Nikoloz Basilashvili : « le tennis en Géorgie est en difficulté »

Le 29 juillet 2018, à Hambourg, Nikoloz Basilashvili devenait le premier Géorgien à remporter un titre sur le circuit principal. Un moment historique pour son pays qui voit enfin un avenir à sa pratique, jusque-là oubliée.

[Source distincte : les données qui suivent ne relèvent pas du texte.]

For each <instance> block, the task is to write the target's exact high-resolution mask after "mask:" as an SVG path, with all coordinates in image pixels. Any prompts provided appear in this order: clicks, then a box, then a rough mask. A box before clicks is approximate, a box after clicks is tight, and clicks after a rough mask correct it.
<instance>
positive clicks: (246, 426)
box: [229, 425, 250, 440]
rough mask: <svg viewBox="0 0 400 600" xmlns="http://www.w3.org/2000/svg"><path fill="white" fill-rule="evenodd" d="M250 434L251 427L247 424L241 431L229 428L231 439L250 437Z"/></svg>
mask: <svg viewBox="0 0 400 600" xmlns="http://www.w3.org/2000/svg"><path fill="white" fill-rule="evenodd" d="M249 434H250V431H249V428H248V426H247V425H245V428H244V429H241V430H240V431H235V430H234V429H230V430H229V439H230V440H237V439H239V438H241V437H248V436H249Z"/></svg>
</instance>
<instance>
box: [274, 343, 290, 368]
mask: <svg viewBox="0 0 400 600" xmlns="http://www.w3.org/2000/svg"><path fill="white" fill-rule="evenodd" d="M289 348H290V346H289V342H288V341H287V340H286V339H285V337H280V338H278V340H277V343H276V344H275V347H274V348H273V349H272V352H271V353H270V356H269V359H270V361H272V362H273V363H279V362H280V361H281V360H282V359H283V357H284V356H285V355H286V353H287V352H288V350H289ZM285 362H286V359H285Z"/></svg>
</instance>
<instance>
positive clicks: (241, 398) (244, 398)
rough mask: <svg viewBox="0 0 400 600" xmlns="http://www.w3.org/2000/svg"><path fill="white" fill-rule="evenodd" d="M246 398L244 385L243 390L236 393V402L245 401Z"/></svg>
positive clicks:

« Je ne sais pas pourquoi il a choisi le tennis pour moi. C’était une décision vraiment bizarre. Cela n’avait aucun sens. » déclarait Nikoloz Basilashvili chez TennisHead. Il faut dire que ce n’est pas le sport le plus pratiqué dans le Caucase, car la Géorgie est avant tout une terre où les sports de force s’expriment plutôt bien : l’haltérophilie, la boxe, et la lutte sont des disciplines ancrées dans les moeurs. Tout comme le rugby, et leur équipe nationale, « Les Lélos ». Et pourtant, le natif de Tbilissi a su grâce à son père, danseur professionnel de ballet, saisir les opportunités pour progresser loin de son pays : « Mon père a pris beaucoup de décisions incroyablement bonnes à différents moments de ma carrière. L’une d’entre-elles était d’aller s’entraîner en Floride, et de jouer l’Orange Bowl. » Se confronter aux meilleurs adversaires, et s’entourer des meilleurs coaches, c’est sans doute ce qui a permis à « Basi » de tracer son chemin.

En Géorgie, la marge de progression est faible, et l’encadrement n’est pas adapté, comme le précise le 27e joueur mondial « Le tennis en Géorgie est en difficulté. Il n y a pas beaucoup de bons joueurs à venir, et les jeunes joueurs ont très peu de chances de s’améliorer à moins de s’éloigner. » En effet, la Géorgie est une terre aride pour les tennismans. Les meilleurs clubs se trouvent dans la capitale à Tbilissi, sinon les lieux d’entraînement se comptent sur les doigts d’une main à travers le territoire. Affaibli et divisé, ce pays de trois millions d’habitants souffre d’une enclave politique, liée aux différents conflits pour la découpe du territoire. De passage dans un Future en terres géorgiennes, Grégoire Barrere a ressenti l’austérité locale :  » Je suis arrivé à 3h du mat, il n’y avait pas de navette, et j’avais 1h30 de route à faire dans les montagnes. J’ai pris un taxi et j’avais l’impression que le mec allait me tuer à tout moment. Je n’étais vraiment pas bien. Juste avant d’arriver dans la ville, il s’est arrêté en plein milieu de la route et j’ai commencé à vraiment stresser. En fait, il s’arrêtait juste pour aller aux toilettes et cela s’est bien fini. Après, la ville était pourrie, le club et les terrains étaient pourris, l’hôtel n’était pas terrible. On ne pouvait pas manger à midi, on était obligés de manger au kebab car c’était le seul truc d’ouvert. »

Les récentes performances de Nikoloz sur le circuit donnent cependant quelques lueurs d’espoir pour la démocratisation du tennis local : « Peut-être que le tennis se développe maintenant parce que les gens ont vu mes résultats, et qu’ils s’en inspirent. Il y a eu plus de couverture médiatique, quelques sociétés de télévision ont acheté les droits de mes matches. Lors de l’US Open 2018, j’ai reçu beaucoup de messages de personnes à la maison qui suivaient la télévision. » En janvier dernier, l’équipe nationale de Géorgie a participé à l’ATP Cup grâce au bon classement de leur joueur numéro un. Un coup de pouce pour la fédération qui a pu toucher une petite partie des 15 millions de dollars de dotation.

A lui seul, Basilashvili pourrait bien (si ce ne l’est déjà) devenir le fer de lance du nouveau tennis Géorgien. Avec ses trois titres sur le circuit principal, il fait mieux qu’Irakli Labadze, ancien pensionnaire du Top 50, mais donne surtout à son peuple et aux nouveaux joueurs, les raisons d’y croire.